A token bucket requires an atomic read-modify-write: read tokens, refill, subtract, write. KV is eventually consistent and offers no atomic increment, so concurrent requests can both read the same token count and both pass, dispensing tokens the bucket did not have. A Durable Object serializes all requests for a key through one single-threaded instance, making the update exact. Use KV only when an approximate limit is acceptable.
How does lazy refill work without a timer?

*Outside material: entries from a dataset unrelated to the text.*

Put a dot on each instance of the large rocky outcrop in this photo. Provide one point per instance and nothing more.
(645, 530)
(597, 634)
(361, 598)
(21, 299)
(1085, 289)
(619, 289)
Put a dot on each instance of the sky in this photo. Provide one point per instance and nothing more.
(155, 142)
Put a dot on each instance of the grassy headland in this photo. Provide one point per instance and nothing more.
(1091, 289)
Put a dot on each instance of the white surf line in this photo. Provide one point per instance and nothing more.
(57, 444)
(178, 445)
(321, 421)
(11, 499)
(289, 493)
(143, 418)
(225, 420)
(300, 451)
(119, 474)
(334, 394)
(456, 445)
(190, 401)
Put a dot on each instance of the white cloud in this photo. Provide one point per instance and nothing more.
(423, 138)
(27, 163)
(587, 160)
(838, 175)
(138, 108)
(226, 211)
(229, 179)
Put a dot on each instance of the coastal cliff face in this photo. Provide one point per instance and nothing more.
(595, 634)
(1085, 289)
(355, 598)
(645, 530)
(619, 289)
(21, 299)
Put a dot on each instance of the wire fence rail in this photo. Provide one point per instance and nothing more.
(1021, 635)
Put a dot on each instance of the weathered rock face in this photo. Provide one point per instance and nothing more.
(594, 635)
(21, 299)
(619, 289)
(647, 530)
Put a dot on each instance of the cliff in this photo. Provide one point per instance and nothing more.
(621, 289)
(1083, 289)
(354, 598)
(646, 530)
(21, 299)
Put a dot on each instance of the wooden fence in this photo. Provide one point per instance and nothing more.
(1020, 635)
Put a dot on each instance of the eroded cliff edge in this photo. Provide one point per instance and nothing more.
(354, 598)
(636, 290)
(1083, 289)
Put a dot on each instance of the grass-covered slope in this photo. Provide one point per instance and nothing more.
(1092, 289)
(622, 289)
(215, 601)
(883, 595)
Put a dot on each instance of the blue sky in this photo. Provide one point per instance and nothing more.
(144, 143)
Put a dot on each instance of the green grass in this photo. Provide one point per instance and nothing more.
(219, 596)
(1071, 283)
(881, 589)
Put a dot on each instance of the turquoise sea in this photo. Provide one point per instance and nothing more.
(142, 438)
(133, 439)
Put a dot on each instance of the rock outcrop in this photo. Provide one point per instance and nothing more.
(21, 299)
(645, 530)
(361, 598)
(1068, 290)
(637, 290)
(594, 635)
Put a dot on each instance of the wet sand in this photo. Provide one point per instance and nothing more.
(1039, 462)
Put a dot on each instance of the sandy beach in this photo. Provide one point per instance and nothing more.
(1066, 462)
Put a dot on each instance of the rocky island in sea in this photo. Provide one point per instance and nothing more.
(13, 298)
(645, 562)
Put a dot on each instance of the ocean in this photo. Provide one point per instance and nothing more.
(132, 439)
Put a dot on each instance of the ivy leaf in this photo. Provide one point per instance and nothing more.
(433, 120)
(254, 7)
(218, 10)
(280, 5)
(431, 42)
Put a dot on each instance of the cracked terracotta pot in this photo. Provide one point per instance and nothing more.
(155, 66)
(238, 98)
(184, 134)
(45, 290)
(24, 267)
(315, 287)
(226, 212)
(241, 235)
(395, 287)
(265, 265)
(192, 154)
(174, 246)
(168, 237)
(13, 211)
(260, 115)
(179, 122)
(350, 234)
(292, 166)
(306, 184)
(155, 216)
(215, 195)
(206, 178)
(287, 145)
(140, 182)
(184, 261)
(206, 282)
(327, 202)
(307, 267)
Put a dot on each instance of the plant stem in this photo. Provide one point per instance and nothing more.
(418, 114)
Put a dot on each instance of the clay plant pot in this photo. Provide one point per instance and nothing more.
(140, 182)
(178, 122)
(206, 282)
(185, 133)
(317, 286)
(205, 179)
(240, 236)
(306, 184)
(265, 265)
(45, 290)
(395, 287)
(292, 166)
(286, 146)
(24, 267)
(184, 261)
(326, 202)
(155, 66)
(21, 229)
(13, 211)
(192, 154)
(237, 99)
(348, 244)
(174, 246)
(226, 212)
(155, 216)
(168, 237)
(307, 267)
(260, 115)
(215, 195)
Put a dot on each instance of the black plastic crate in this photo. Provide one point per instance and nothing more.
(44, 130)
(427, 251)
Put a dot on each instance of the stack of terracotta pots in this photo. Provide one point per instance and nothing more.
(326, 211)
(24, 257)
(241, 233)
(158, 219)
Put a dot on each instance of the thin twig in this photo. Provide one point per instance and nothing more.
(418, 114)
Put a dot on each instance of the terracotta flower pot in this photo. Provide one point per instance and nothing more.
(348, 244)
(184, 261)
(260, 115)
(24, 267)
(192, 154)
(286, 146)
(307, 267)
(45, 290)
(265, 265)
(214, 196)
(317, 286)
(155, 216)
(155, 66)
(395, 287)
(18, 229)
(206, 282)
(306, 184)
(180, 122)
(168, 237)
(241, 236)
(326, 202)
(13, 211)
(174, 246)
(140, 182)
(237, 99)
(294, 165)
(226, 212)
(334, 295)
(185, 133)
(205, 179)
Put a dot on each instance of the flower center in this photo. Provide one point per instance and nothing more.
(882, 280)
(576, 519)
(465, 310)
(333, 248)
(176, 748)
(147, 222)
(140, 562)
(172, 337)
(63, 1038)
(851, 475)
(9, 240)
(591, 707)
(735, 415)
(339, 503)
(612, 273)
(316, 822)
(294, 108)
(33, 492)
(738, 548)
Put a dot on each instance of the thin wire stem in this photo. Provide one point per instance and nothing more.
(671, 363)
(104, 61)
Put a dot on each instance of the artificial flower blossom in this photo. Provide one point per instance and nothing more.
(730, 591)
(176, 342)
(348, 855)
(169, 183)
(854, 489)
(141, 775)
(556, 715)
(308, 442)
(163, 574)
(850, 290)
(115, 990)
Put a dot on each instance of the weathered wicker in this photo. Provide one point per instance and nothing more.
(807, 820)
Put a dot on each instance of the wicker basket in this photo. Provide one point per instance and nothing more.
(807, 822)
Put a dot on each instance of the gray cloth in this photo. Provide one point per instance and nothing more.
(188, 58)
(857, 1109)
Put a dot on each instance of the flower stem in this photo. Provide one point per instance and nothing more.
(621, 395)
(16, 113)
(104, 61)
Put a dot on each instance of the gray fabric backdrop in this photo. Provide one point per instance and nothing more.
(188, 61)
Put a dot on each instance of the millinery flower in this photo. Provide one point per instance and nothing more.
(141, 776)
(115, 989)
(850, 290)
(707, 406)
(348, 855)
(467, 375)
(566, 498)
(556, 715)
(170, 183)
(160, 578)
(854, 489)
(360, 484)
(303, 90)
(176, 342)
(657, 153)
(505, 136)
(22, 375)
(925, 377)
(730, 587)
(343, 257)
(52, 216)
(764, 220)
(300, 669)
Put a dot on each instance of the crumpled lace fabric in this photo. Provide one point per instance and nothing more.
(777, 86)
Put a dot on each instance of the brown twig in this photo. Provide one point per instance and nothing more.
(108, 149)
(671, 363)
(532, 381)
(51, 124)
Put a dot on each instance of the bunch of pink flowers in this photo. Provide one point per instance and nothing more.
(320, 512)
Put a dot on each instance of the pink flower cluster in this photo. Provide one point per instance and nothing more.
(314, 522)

Instead of a background job adding tokens on a schedule, the limiter computes refill on demand. When a request arrives it measures the time since the last update, multiplies by the refill rate, and adds that many tokens up to capacity. This needs only a token count and a timestamp, costs nothing when idle, and is exact to the resolution of the clock.
How do I set the burst size versus the sustained rate?
The bucket capacity is the maximum burst — the number of requests a client can make instantly after a quiet period. The refillPerSecond is the sustained long-run rate. Set capacity to the largest legitimate burst (for example, the parallel calls a page makes on load) and refill to the average rate you want to enforce. They are independent knobs.
Do I need blockConcurrencyWhile for this limiter?
No. The Durable Object platform already serializes fetch invocations per object instance, so a simple read-then-write within one invocation cannot interleave with another. blockConcurrencyWhile is for guarding state during awaited initialization, not for a single synchronous-style read-modify-write like this bucket.